The other personalities are all quieter and realer, but this is where Zwick runs into problems with his ensemble formula: with seven characters to follow, he just doesn't have space to give their many dilemmas a fair hearing. In particular, the relationship between the sad-eyed, apologetic Alex, touchingly created by Ritter, and his best friend, Ben, an up-and-coming novelist with writer's block, is filled with hints of a homoerotic dependency that is never explored. Nate Parker's Ben is a sympathetic sort – indeed, he seems far too decent and well-rounded a character to be a promising writer – but both his professional woes and the crossroads he has reached in his relationship with the graceful Siri (Maggie Grace) are emotional developments in the script that only feel rote.
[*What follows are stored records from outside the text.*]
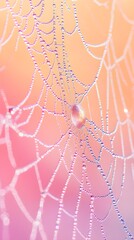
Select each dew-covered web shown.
[0,0,134,240]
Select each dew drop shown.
[71,104,86,128]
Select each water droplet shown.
[71,104,86,128]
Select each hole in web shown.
[0,0,134,240]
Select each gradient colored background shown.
[0,0,134,240]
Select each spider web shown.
[0,0,134,240]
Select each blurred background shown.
[0,0,134,240]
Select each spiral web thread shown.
[0,0,134,240]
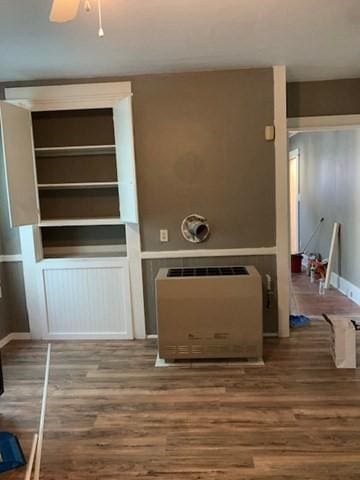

Jane Levy does a nice turn as the one outsider, the younger girlfriend of the prosperous West Coast businessman Isaac (Max Minghella), but the sweetly polite, strait-laced figure she successfully creates seems a rather unlikely candidate to volunteer on a suicide-prevention hotline. It's of those coincidences that has everything to do with the film's pat ending and nothing to do with its actual characters.

The actors struggle with these limitations in the script and few of the appearances here are going to be the career-launching performances for which The Big Chill became famous. And yet, About Alex is a more sympathetic movie than its iconic predecessor because it portrays a generation that is aware it's not unique. Always looking over their shoulders to find that the boisterous Baby Boom has entered the room, the Millennials worry they can never experience a new moment or create an original thing. Of course, remakes of The Big Chill are hardly going to solve that problem.